Laser Wolf, Grilled Chicken
Two weeks ago, the world was at an absolute standstill. I dined at Laser Wolf’s new restaurant by Steven Cook and Mike Solomona. Andrew Henshaw gives a tribute to the shipudiya in Israel, or skewer houses. It’s easy to order: Choose your meat and a wide selection of pickles, dips, and vegetables called salatim. These are Middle Eastern-inspired and can be used to make fresh pita bread or to eat lamb merguez. Henshaw and his team expertly executed the chicken grilling over the coals as a vehicle for all of the salatim.
Lobster Bolognese, Truffle Sauce, Melissa
My birthday was going to be spent in quarantine as the pandemic progressed. So my wife bought me something fancy for the evening. Melissa, which reopened just months before the Covid-19 shutdowns had taken place, used some of its old hits to create its takeout tasting menu. It featured the crowd-pleasing Josiah Citrin lobster Bolognese, with truffles. I was able to make it myself because why not.
Grand Café, Pike Quenelle
Jamie Malone’s Grand Café, Minneapolis, will not be returning in its original form after the pandemic. She has moved to a new model for meal kits and takeout that she operates out of her Twin Cities restaurant Eastside. Her quenelle was a throwback dish to Lyonnais, a poached egg mixture with rich crayfish sauce.
Lamb Curry, Seem
Agyapong Nismo’s Seem was packed on a February afternoon, with many people enjoying Eric Nelson, co-owner and bartender’s cocktails. You could blame it on me being in Portland where young people retire. It was due to the Thai barbecue restaurant that serves great food and drinks in an enjoyable atmosphere. The perfect combination of warm spices and lamb was this Thai messman curry.
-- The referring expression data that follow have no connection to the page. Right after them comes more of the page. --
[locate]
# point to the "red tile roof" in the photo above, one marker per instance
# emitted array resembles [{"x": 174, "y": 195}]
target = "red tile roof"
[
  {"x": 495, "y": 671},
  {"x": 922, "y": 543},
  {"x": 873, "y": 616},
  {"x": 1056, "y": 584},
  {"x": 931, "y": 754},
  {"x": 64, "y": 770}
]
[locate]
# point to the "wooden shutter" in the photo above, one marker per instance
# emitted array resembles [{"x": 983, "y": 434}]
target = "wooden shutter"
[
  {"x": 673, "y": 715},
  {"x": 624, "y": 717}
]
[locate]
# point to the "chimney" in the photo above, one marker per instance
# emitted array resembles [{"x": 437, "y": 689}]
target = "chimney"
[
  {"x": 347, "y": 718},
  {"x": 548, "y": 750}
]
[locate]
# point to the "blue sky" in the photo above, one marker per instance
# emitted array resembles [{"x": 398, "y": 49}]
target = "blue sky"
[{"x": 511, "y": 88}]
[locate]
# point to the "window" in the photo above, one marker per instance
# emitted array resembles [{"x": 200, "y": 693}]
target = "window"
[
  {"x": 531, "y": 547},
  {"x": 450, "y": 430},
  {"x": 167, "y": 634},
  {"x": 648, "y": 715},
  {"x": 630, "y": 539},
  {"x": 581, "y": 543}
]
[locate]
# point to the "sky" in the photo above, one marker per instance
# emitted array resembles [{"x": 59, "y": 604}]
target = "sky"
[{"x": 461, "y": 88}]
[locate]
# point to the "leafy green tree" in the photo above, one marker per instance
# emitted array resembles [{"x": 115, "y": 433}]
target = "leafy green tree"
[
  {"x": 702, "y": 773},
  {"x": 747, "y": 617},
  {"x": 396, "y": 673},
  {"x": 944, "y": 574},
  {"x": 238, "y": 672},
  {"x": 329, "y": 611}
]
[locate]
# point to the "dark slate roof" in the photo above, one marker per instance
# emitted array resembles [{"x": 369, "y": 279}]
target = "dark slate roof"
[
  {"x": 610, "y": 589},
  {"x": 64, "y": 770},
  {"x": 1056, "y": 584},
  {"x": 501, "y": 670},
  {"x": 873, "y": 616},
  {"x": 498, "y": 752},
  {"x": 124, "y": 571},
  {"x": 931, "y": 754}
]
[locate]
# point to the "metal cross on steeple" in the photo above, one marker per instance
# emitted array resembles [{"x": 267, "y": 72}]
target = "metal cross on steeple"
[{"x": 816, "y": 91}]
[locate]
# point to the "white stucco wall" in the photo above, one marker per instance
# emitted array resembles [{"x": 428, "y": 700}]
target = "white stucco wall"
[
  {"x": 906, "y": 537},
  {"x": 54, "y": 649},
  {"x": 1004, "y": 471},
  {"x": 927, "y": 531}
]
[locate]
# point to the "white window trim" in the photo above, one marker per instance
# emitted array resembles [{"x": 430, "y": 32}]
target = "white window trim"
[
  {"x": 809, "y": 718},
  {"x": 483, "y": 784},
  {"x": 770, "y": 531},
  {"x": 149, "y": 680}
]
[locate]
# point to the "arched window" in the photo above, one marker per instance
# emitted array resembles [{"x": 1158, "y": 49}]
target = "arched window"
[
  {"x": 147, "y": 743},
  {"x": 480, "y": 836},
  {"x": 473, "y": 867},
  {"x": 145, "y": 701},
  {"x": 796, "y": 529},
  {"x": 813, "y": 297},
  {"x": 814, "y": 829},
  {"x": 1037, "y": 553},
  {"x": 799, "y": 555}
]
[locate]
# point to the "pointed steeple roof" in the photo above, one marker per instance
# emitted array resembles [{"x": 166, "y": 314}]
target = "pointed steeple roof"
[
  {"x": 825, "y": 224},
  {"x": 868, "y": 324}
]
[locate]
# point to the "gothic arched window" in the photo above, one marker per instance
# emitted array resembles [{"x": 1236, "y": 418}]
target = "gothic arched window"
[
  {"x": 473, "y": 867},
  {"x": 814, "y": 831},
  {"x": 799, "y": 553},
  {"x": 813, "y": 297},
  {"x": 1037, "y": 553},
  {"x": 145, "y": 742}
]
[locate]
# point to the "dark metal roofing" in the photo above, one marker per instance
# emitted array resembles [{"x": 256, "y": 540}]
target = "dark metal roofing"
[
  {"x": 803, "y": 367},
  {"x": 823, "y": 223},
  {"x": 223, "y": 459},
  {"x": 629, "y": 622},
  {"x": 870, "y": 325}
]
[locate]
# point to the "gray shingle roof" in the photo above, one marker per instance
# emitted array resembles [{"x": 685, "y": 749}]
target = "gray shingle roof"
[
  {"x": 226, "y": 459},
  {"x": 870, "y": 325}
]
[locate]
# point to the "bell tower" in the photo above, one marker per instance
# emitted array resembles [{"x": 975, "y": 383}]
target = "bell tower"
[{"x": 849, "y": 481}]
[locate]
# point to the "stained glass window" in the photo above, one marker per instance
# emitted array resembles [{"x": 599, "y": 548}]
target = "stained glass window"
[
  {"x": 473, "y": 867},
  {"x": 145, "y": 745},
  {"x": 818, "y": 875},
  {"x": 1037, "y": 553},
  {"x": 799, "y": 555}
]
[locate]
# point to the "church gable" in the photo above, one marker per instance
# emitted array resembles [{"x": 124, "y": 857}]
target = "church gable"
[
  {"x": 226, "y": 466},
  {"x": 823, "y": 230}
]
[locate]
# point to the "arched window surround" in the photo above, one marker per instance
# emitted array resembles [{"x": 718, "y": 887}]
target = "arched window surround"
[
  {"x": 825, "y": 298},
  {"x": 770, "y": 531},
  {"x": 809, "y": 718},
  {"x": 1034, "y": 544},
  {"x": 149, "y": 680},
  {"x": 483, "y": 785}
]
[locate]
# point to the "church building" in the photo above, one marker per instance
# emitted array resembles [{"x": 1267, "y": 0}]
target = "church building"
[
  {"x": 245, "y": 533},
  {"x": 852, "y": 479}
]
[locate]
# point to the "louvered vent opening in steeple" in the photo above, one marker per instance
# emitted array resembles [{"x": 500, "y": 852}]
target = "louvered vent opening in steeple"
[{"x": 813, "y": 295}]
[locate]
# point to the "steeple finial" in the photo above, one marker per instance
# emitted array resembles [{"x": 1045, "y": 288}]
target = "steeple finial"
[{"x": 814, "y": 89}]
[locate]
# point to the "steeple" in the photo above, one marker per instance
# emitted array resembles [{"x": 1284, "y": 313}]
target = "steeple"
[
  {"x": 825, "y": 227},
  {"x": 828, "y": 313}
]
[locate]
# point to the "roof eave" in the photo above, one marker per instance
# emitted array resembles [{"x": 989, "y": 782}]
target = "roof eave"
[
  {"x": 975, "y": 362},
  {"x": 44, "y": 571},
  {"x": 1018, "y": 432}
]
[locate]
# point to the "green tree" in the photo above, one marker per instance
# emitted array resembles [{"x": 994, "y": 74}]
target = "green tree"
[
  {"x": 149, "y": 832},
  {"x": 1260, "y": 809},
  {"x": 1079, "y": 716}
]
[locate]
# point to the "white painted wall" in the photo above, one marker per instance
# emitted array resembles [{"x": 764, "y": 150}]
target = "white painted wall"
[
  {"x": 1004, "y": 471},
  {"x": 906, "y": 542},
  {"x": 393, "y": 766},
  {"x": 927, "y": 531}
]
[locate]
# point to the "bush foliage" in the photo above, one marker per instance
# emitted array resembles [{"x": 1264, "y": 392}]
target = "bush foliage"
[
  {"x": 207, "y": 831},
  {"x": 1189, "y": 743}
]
Hestia, Everything They Serve
Folks, this is why I named it the best new restaurant in America. The latest venture of Kevin Fink, Tavel Bristol-Joseph creates delicious dishes that have a rustic heartiness without sacrificing precision in flavour. Although Hestia may look like a modern steakhouse, the innovative lion’s-mane mushroom makes it stand out. The mushroom is served with a sauce made of miso and smoked oil, and topped with thinly sliced Badger Flame beet rounds. The mushrooms have a satisfying, deep char while the flesh retains the chewy, unctuousness and fat of fatty pork. Even vegetarians can feel like carnivores. The restaurant, named after the Greek goddess of hearth, is worthy of its name. There was also the Wagyu bavette with oysters, smoked tomato, king crabs, oysters, koji tarts, chestnut mushrooms, mackerel, avocado, sweet potato cakes, and many more. Every single dish satisfied.